High-fat diet during pregnancy overrides genes in children, say researchers

By Eliot Beer

- Last updated on GMT

'We conclude that the protection from diet induced obesity in Gipr-/- mice is ‘overruled’ by deleterious and persistent foetal programming effects of a high-fat diet,' wrote the authors. © iStock
'We conclude that the protection from diet induced obesity in Gipr-/- mice is ‘overruled’ by deleterious and persistent foetal programming effects of a high-fat diet,' wrote the authors. © iStock

Related tags: Obesity

A mother’s high-fat diet during pregnancy can override offspring’s genes and cause weight gain and insulin resistance, according to a new animal study in the journal Diabetes.

The study by a German team used “Gipr-/-​“ mice – animals bred without the gene to create receptors for the gut hormone gastric inhibitory polypeptide (GIP), the absence of which stops mice from becoming obese. Using pregnant mice, the researchers fed one group of Gipr-/- animals with a high-fat diet, another Gipr-/- group with a regular diet, and one group of wild-type, unaltered mice with a regular diet – the diets were maintained during the animals pregnancies and lactation periods.

The team then fed the weaned offspring from all three groups a regular diet for 22 weeks, followed by a high-fat diet for 20 weeks. Their results from this showed the parental high-fat diet had overridden the absence of the GIP receptor genes.

High-fat diet’s delayed effect

Our results demonstrate that Gipr-/- mice exposed to a high-fat diet during IU/L [pregnancy and lactation], weaned onto a regular chow for 22 weeks and then re-exposed to the HFD lose their metabolic protection​,” wrote the study’s authors.
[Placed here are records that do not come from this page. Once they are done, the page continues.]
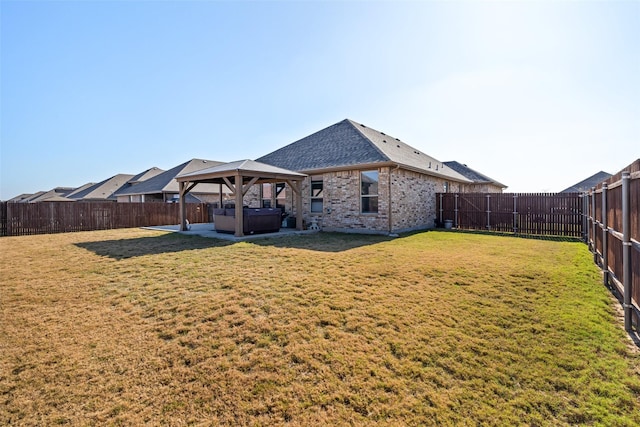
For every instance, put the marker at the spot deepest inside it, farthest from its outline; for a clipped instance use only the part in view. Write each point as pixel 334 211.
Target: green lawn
pixel 438 328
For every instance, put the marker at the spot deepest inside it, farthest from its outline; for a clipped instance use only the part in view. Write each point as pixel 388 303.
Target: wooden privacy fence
pixel 613 215
pixel 558 214
pixel 19 219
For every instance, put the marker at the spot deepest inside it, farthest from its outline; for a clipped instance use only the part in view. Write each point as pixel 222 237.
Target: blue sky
pixel 538 95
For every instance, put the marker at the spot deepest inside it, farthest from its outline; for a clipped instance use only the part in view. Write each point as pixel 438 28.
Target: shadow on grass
pixel 517 235
pixel 324 241
pixel 173 243
pixel 141 246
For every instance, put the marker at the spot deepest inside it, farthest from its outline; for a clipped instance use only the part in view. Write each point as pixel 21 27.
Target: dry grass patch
pixel 134 327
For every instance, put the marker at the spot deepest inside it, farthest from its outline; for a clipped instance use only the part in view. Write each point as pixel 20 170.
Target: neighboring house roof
pixel 137 179
pixel 79 189
pixel 20 198
pixel 103 190
pixel 351 144
pixel 473 175
pixel 586 184
pixel 27 198
pixel 165 182
pixel 56 194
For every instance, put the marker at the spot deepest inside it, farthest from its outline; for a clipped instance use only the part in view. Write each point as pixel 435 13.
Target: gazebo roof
pixel 246 168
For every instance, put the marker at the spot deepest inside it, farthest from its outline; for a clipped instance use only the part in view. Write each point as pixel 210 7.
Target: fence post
pixel 605 236
pixel 515 213
pixel 585 221
pixel 455 210
pixel 488 212
pixel 593 225
pixel 626 250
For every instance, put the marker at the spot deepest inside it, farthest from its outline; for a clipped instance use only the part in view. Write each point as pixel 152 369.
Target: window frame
pixel 369 197
pixel 315 180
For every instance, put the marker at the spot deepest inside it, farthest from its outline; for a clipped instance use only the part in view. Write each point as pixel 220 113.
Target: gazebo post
pixel 296 186
pixel 183 207
pixel 239 203
pixel 299 225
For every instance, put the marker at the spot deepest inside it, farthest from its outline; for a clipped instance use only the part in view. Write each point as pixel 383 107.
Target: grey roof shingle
pixel 165 182
pixel 103 190
pixel 471 174
pixel 586 184
pixel 348 144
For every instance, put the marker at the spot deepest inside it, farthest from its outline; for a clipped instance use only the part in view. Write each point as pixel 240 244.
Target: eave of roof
pixel 246 168
pixel 348 145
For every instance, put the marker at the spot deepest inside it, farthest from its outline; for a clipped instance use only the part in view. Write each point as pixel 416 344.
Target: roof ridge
pixel 357 127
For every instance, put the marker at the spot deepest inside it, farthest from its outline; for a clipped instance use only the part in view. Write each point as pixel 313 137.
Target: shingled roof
pixel 587 184
pixel 350 144
pixel 165 182
pixel 103 190
pixel 473 175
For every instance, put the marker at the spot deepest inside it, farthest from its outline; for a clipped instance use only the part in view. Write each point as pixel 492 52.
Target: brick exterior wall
pixel 411 196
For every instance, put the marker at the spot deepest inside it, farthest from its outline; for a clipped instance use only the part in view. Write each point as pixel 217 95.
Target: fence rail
pixel 613 228
pixel 19 219
pixel 521 213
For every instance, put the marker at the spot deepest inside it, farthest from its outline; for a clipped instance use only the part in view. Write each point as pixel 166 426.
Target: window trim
pixel 370 196
pixel 312 180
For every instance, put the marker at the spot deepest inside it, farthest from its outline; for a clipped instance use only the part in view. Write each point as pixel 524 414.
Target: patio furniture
pixel 255 220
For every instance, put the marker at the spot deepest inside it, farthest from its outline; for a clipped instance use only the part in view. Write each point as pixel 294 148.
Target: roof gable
pixel 165 182
pixel 351 144
pixel 335 146
pixel 103 190
pixel 586 184
pixel 471 174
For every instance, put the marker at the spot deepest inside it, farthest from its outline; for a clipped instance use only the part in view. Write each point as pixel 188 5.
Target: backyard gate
pixel 613 215
pixel 552 214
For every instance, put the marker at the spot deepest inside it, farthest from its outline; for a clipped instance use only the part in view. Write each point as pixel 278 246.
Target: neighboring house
pixel 137 179
pixel 587 184
pixel 58 194
pixel 25 197
pixel 164 188
pixel 481 182
pixel 361 179
pixel 102 191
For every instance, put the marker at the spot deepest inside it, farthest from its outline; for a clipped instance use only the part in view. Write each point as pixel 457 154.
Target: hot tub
pixel 255 220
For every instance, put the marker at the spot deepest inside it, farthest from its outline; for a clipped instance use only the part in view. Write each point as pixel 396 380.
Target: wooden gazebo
pixel 239 177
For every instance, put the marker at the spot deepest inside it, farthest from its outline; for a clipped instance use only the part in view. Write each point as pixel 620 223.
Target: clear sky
pixel 537 95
This phenotype was similar to wild type mice which were exposed to a control chow during IU/L, but also challenged with a high-fat diet later in life. We therefore conclude that the protection from diet induced obesity in Gipr-/- mice is ‘overruled’ by deleterious and persistent foetal programming effects of a high-fat diet​,” they added.

The researchers described the effects of a high-fat diet as a “first hit” during pregnancy, which then made the mice overreact to the “second hit” of their own high-fat diet as adults. The Gipr-/- mice exposed to a high-fat diet during pregnancy and lactation also had larger fat storage cells (adipocytes), which are correlated with adipose tissue dysfunction and insulin resistance.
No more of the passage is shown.